Li Shenron
Legend
My solution is that +N weapons/Armor exist, but aren't magical -- they're just mundane items crafted with exceptional skill or using rare/special materials. Magic provides special effects. So you can have a +N weapon without special effects (masterwork but mundane), or a magical weapon with special effects but no +N, or a +N magical item with special effects.
This would have been great in 3e, to have masterwork bonuses replace magic bonuses. In 5e however they have to deal with bounded accuracy so the range of bonuses will need to be smaller, but I like your idea.
There always needs to be a baseline. 3e assumed the baseline was X magic knowing that people could still choose to have have <X magic (and make the game harder) or >X magic (and make the game easier).
Yes. Yes it does mean that a campaign where everyone uses magic weapons everyone is doing more damage and doing better. Because it is above the baseline. Just like awarding more magic than was assumed by 3e.
Yes, but the baseline doesn't have to be "everybody with a magic weapon has +1 to hit".
The baseline could be "everybody with a magic weapon has 1 additional special ability".
This way, there is less impact to bounded accuracy.

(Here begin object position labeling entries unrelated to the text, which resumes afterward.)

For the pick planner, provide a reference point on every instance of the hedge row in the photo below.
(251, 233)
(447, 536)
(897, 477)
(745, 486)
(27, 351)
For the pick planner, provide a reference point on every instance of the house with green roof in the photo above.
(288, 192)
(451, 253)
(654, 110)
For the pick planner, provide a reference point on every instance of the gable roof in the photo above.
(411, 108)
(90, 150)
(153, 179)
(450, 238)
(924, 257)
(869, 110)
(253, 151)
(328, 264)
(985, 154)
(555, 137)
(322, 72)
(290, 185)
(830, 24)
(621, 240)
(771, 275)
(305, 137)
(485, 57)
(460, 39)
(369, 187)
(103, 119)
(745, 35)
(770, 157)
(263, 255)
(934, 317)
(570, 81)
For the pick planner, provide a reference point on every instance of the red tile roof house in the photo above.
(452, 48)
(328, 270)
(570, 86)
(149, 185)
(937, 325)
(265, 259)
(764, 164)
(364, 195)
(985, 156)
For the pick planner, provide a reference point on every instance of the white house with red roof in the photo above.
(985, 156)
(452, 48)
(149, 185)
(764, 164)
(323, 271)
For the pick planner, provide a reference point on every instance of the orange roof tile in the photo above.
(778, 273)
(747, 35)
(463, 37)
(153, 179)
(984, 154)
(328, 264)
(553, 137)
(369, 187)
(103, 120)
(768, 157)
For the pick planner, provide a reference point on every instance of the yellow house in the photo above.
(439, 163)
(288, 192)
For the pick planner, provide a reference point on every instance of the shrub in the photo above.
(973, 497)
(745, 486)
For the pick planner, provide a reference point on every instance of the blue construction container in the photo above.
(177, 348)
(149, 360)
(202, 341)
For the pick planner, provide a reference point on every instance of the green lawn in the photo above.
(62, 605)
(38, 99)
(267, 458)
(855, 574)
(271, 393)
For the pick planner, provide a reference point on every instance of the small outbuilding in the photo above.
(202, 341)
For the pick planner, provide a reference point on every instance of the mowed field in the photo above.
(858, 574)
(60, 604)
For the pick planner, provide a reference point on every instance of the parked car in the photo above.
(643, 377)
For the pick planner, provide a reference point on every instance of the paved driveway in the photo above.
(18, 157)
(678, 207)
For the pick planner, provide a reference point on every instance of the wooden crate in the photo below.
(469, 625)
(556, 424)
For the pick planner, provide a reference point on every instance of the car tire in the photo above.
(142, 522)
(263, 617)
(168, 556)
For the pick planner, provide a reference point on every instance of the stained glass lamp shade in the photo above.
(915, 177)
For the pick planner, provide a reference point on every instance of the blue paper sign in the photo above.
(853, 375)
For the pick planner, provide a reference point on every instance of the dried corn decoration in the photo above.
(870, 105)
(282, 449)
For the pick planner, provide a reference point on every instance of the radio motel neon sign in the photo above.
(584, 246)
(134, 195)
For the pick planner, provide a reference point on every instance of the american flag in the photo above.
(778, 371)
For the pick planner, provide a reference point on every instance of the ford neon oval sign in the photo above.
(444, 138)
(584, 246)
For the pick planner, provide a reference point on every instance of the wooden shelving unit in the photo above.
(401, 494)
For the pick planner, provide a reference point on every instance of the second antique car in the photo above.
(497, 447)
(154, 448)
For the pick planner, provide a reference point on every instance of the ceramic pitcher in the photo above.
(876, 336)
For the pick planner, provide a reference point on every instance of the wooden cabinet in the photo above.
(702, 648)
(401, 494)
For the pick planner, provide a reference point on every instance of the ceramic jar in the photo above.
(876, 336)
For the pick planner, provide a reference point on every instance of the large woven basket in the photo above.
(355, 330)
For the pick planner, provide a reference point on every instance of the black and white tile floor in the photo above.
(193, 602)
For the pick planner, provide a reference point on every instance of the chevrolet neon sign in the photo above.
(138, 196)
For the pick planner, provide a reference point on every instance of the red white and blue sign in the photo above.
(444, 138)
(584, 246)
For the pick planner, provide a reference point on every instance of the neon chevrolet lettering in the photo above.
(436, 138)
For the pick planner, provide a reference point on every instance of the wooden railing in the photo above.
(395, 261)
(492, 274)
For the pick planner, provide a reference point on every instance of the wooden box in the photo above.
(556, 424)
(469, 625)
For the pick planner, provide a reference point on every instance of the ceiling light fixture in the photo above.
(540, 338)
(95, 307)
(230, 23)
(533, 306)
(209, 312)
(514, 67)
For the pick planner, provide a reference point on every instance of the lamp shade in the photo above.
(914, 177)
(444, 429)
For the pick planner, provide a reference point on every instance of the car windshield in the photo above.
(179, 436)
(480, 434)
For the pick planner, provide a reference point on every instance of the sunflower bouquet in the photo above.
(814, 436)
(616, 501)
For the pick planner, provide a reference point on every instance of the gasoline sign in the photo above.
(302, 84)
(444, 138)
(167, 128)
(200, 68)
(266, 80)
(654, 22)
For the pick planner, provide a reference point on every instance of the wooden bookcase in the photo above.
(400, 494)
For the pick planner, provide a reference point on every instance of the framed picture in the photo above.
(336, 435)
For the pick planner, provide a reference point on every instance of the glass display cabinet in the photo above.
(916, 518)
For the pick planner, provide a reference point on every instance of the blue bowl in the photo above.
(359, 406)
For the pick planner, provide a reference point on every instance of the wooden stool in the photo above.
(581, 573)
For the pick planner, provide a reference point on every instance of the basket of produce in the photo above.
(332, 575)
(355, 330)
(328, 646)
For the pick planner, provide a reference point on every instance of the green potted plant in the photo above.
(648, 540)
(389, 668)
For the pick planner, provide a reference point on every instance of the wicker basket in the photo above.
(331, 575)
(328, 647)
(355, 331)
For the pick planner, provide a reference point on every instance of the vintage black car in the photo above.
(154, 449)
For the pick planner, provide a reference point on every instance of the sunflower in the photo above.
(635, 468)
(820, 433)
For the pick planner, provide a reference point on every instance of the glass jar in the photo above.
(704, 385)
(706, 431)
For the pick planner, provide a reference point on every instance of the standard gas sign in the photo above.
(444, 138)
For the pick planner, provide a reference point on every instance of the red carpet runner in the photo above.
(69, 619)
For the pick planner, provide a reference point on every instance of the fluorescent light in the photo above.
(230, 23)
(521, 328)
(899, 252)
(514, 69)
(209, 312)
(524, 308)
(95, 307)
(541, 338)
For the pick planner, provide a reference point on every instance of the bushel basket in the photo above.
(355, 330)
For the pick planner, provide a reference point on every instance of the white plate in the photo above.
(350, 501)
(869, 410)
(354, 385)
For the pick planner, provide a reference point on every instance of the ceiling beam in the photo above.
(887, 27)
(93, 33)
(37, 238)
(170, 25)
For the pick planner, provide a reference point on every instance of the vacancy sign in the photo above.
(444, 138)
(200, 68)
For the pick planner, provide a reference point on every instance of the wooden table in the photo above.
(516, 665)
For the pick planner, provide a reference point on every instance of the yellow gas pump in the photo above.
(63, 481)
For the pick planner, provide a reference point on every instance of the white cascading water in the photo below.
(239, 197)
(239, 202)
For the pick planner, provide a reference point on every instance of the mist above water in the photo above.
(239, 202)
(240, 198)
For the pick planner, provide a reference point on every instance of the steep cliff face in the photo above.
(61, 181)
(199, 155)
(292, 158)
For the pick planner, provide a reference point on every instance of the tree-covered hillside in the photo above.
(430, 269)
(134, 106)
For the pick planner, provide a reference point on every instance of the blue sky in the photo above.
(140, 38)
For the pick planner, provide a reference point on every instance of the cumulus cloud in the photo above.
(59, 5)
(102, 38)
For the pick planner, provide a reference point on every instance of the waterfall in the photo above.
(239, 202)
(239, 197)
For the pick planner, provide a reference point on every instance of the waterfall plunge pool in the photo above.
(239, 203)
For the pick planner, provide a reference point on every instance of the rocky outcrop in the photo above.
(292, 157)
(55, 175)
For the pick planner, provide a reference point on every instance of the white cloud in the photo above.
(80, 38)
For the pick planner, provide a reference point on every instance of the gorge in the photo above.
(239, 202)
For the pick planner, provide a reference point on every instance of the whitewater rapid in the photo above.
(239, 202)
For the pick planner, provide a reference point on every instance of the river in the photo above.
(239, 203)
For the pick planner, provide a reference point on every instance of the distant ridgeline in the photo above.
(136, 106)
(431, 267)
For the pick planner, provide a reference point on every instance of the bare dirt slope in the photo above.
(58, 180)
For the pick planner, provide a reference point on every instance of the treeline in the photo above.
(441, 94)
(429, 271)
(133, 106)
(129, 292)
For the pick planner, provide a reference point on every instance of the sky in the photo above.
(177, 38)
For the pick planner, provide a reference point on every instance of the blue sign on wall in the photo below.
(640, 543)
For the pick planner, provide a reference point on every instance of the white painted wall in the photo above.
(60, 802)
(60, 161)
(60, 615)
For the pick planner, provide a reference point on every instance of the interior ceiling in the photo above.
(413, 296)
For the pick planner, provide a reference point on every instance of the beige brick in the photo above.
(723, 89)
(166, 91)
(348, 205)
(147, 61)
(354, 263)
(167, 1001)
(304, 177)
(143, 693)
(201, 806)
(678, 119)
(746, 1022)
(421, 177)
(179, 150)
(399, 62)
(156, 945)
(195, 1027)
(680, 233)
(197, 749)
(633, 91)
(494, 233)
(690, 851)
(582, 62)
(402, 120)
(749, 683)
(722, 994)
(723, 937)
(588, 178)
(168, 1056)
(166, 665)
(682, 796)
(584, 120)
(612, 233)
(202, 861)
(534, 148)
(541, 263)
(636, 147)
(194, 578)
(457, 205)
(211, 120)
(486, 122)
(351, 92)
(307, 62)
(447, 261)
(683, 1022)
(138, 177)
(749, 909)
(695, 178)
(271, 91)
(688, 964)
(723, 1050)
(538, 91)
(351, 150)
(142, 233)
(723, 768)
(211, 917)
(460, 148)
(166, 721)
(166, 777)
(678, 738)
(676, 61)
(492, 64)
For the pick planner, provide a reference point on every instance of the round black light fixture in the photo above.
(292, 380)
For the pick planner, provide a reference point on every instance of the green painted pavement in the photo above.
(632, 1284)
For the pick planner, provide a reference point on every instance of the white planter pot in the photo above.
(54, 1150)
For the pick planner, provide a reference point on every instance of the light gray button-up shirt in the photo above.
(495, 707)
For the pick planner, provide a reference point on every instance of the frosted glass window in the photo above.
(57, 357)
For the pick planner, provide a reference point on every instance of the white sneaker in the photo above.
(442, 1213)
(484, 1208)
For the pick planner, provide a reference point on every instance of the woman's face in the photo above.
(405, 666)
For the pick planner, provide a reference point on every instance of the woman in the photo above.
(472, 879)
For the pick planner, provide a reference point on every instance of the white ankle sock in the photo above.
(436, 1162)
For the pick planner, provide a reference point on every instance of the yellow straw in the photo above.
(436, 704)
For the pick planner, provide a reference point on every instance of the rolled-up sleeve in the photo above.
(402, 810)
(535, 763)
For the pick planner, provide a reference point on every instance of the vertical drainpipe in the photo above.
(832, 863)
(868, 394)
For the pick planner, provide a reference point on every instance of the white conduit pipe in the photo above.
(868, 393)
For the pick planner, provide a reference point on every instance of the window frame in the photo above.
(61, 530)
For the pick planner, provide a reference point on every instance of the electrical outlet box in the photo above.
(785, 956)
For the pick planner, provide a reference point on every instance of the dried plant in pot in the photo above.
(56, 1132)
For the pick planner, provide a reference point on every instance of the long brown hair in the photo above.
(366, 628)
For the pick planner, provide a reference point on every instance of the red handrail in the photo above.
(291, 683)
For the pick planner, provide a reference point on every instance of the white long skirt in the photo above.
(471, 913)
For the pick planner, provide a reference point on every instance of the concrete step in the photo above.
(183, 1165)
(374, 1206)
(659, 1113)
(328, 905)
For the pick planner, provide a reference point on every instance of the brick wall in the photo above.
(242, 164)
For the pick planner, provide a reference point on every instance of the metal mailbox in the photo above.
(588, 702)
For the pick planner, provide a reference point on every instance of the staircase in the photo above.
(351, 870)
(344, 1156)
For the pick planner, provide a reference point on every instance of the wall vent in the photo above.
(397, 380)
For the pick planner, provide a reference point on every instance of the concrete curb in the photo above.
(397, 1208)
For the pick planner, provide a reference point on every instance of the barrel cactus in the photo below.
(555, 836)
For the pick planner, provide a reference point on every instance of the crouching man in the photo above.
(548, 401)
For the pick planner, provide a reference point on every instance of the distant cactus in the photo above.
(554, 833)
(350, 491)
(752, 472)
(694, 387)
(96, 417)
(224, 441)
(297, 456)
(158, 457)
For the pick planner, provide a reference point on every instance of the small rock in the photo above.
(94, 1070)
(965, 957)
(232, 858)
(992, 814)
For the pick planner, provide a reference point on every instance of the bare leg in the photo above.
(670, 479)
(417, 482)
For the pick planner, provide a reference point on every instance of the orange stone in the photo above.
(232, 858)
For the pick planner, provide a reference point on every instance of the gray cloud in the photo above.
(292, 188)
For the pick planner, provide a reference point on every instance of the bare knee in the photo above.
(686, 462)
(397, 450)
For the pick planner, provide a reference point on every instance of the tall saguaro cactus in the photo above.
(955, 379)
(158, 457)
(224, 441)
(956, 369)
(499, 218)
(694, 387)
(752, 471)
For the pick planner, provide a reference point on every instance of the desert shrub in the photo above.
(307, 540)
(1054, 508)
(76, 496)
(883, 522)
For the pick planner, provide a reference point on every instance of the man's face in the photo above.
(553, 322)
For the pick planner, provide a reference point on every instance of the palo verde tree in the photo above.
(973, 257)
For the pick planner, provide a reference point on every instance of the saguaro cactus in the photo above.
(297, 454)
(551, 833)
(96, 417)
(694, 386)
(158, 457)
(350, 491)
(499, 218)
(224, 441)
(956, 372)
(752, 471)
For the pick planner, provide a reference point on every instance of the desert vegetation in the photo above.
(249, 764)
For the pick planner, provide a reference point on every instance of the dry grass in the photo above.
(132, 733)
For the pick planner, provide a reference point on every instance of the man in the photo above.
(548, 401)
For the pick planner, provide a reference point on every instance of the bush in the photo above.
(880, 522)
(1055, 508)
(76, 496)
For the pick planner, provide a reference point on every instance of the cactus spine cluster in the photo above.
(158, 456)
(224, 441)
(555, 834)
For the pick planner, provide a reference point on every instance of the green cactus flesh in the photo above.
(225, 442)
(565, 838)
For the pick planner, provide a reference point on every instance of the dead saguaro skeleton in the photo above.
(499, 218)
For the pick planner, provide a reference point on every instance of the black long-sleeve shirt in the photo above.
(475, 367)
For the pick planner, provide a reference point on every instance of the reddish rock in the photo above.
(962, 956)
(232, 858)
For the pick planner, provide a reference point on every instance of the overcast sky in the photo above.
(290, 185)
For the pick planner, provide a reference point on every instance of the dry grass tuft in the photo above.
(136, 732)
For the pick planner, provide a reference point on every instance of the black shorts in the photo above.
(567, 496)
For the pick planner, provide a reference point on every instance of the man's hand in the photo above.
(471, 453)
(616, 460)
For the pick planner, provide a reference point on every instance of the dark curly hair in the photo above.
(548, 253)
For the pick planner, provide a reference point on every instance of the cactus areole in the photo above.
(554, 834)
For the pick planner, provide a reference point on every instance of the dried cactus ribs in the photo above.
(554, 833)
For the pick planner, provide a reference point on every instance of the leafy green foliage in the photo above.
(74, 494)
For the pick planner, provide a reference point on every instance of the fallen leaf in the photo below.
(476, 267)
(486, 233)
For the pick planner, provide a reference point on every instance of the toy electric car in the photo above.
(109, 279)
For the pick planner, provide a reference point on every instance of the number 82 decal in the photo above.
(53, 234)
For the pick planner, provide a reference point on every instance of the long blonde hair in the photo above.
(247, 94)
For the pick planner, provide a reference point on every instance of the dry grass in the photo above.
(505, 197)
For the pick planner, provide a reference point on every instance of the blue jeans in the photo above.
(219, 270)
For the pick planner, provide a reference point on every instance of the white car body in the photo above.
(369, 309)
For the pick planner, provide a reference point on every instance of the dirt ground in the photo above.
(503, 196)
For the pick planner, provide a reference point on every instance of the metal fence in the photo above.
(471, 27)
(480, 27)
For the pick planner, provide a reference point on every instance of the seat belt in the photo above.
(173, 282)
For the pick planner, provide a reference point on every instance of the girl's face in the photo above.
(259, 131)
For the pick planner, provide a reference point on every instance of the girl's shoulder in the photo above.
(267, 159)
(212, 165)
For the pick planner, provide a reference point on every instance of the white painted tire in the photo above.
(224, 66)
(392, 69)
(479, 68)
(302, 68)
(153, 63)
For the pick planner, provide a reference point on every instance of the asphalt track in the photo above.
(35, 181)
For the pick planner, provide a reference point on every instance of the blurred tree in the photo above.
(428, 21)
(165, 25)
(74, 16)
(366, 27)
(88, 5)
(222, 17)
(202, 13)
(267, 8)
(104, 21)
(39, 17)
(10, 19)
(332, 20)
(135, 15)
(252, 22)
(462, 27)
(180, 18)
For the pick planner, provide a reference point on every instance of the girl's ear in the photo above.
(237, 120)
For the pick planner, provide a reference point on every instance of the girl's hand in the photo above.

The baseline is not a "vertical bias" but a "horizontal bias". It means there is much less to worry about re-balancing monsters between groups using magic weapons and groups not using them.
As I said, notice that the same used to be the baseline for armors "everybody with a magic armor has +1 AC", but in 5e this is gone, it's not the baseline anymore (only a few armor give that), despite what it used to be in previous editions... so why couldn't it also be the case for magic weapons?